A performance evaluation of open source graph databases

  • Authors:
  • Robert Campbell McColl;David Ediger;Jason Poovey;Dan Campbell;David A. Bader

  • Affiliations:
  • Georgia Tech / GTRI, Atlanta, GA, USA;Georgia Tech Research Institute, Atlanta, GA, USA;Georgia Tech Research Institute, Atlanta, GA, USA;Georgia Tech Research Institute, Atlanta, GA, USA;Georgia Institute of Technology, Atlanta, GA, USA

  • Venue:
  • Proceedings of the first workshop on Parallel programming for analytics applications
  • Year:
  • 2014

Quantified Score

Hi-index 0.00

Visualization

Abstract

With the proliferation of large, irregular, and sparse relational datasets, new storage and analysis platforms have arisen to fill gaps in performance and capability left by conventional approaches built on traditional database technologies and query languages. Many of these platforms apply graph structures and analysis techniques to enable users to ingest, update, query, and compute on the topological structure of the network represented as sets of edges relating sets of vertices.
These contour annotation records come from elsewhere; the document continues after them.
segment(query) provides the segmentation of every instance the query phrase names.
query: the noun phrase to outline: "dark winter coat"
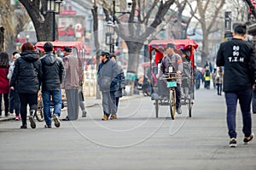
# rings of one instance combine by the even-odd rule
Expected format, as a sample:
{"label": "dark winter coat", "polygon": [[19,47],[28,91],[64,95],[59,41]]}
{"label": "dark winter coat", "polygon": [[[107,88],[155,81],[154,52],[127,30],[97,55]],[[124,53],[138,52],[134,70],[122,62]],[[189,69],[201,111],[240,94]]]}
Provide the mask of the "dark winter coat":
{"label": "dark winter coat", "polygon": [[224,66],[224,92],[245,90],[254,84],[256,55],[253,43],[237,38],[221,43],[216,64]]}
{"label": "dark winter coat", "polygon": [[115,97],[120,98],[123,96],[122,88],[125,88],[125,73],[120,65],[119,66],[119,74],[117,76],[117,83],[116,83],[116,93],[114,94]]}
{"label": "dark winter coat", "polygon": [[108,59],[99,65],[97,82],[102,92],[115,92],[118,82],[119,67],[115,61]]}
{"label": "dark winter coat", "polygon": [[64,78],[65,69],[61,58],[52,53],[46,53],[42,62],[42,91],[60,90]]}
{"label": "dark winter coat", "polygon": [[38,53],[25,51],[15,61],[15,67],[10,81],[18,94],[36,94],[42,80],[42,65]]}
{"label": "dark winter coat", "polygon": [[0,67],[0,94],[9,93],[9,81],[7,78],[8,72],[9,72],[9,67]]}

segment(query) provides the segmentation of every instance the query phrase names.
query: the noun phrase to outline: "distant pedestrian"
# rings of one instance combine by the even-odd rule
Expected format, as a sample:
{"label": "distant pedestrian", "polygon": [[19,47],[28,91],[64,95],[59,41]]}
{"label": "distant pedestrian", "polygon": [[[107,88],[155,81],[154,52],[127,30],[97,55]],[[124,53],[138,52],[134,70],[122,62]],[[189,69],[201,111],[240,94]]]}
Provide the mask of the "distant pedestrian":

To store and process Facebook-scale datasets, software and algorithms must be able to support data sources with billions of edges, update rates of millions of updates per second, and complex analysis kernels. These platforms must provide intuitive interfaces that enable graph experts and novice programmers to write implementations of common graph algorithms. In this paper, we conduct a qualitative study and a performance comparison of 12 open source graph databases using four fundamental graph algorithms on networks containing up to 256 million edges.